There are several different types of Regular Expression, each one adding more operators (and therefore requiring more characters to be escaped if they are to be considered literals).
The =~
operator is described in the documentation (see man bash
on your system or online) like this,
An additional binary operator, =~
, is available, with the same precedence as ==
and !=
. When it is used, the string to the right of the operator is considered a POSIX extended regular expression and matched accordingly
An Extended Regular Expression (ERE) can be matched with grep -E
(formerly egrep
). Your example is a Perl Compatible Regular Expression (PCRE), which is a superset of the ERE and will not work with =~
. However, it can be trivially adapted by replacing \d
with [[:digit:]]
:
echo abc-123.csv | grep -E '([^.]+)(-\d{1,5})(\.csv)' # ERE fails
echo abc-123.csv | grep -P '([^.]+)(-\d{1,5})(\.csv)' # PCRE matches with GNU grep
echo abc-123.csv | grep -E '([^.]+)(-[[:digit:]]{1,5})(\.csv)' # ERE matches modified expression
So, given that grep -E
is equivalent to =~
we can therefore write this,
if [[ "$filename" =~ ([^.]+)(-[[:digit:]]{1,5})(\.csv) ]]
then
echo "matches"
else
echo "doesn't match"
fi
Note that your ERE should probably be prefixed with ^
and suffixed with $
, and the [^.]+
adapted to [^-.]+
to ensure that you can't match strings such as abc-def-12345678-123.csv.txt
:
^[^-.]+-[[:digit:]]{1,5}\.csv$
If you're absolutely set on using a PCRE rather than an ERE you will have to use an external tool such as the GNU implementation of grep
to perform the match.
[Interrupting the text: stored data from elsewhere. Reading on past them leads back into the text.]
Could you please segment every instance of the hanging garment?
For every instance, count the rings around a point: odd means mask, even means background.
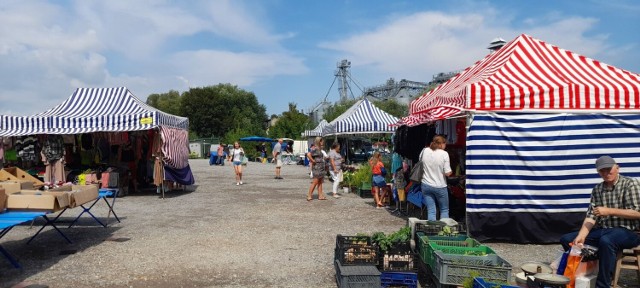
[[[49,135],[42,143],[42,162],[55,162],[64,156],[64,141],[60,135]]]

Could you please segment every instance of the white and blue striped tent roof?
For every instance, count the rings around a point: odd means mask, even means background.
[[[393,133],[398,118],[380,110],[366,98],[358,100],[347,111],[323,129],[323,136],[342,134]]]
[[[316,126],[316,128],[313,128],[312,130],[304,130],[304,132],[302,133],[302,136],[303,137],[322,136],[322,130],[328,124],[329,124],[329,122],[327,122],[327,120],[322,119],[322,121],[320,121],[320,123],[318,123],[318,126]]]
[[[157,110],[127,88],[78,88],[60,105],[32,116],[2,116],[0,136],[188,129],[189,119]]]

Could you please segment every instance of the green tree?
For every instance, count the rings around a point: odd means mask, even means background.
[[[298,111],[295,103],[289,103],[289,111],[283,112],[276,124],[269,128],[269,137],[300,139],[305,127],[310,126],[309,117]]]
[[[376,105],[376,107],[380,108],[380,110],[398,118],[409,115],[409,105],[398,103],[398,101],[396,101],[395,99],[375,101],[372,103],[373,105]]]
[[[234,130],[246,133],[242,137],[265,135],[267,109],[253,92],[235,85],[190,88],[183,93],[181,106],[183,115],[189,117],[190,130],[201,137],[226,138]]]
[[[151,94],[147,97],[147,104],[162,112],[184,116],[180,109],[180,93],[175,90],[170,90],[169,93]]]
[[[344,102],[342,101],[337,102],[327,107],[327,110],[324,111],[322,118],[324,118],[324,120],[327,120],[327,122],[331,122],[336,118],[338,118],[338,116],[342,115],[342,113],[346,112],[347,109],[351,108],[351,106],[353,106],[353,104],[355,104],[356,101],[358,100],[347,100]]]

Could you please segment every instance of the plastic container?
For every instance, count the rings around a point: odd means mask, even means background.
[[[342,265],[376,265],[378,247],[369,236],[336,236],[334,259]]]
[[[382,287],[418,287],[418,274],[413,272],[382,272],[380,274]]]
[[[380,287],[380,271],[372,265],[343,266],[334,261],[338,288]]]
[[[462,285],[471,271],[478,273],[485,281],[508,283],[511,280],[511,264],[496,254],[468,256],[445,254],[435,251],[433,275],[440,284]]]
[[[466,236],[462,236],[466,238]],[[445,254],[457,254],[457,255],[469,255],[470,256],[484,256],[490,254],[496,254],[493,249],[488,246],[481,245],[480,242],[473,238],[466,238],[464,240],[459,238],[436,238],[436,236],[422,237],[420,239],[420,257],[422,260],[433,269],[435,265],[434,251],[442,251]]]
[[[387,251],[380,252],[378,269],[382,272],[415,272],[417,271],[416,258],[416,254],[411,251],[409,242],[399,243]]]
But this is less efficient, and the same advice about bounding applies here as is given above:
if echo "$filename" | grep -qP '([^.]+)(-\d{1,5})(\.csv)'
then
echo "matches"
else
echo "doesn't match"
fi
The POSIX reference for basic REs (RE or BRE) and EREs is at https://pubs.opengroup.org/onlinepubs/9699919799/basedefs/V1_chap09.html, and the reference for Perl REs (PCRE) is at https://www.pcre.org/original/doc/html/pcrepattern.html. Be warned that neither is the easiest of documentation to understand.
Finally, you ask,
Does this have something to do with the greedy vs non-greedy iterator ([^.]+)
?
That isn't a greedy/non-greedy iterator. [^.]+
is greedy and means "one or more of anything except a dot (.
)". EREs do not have non-greedy operators. PCREs can define a non-greedy operator such as *
or +
by following it with ?
. For example contrast a*
and a*?
; the first will match as many a
characters as possible and the second will match as few as possible.
The ( … )
bracket is a grouping, not a greediness indicator.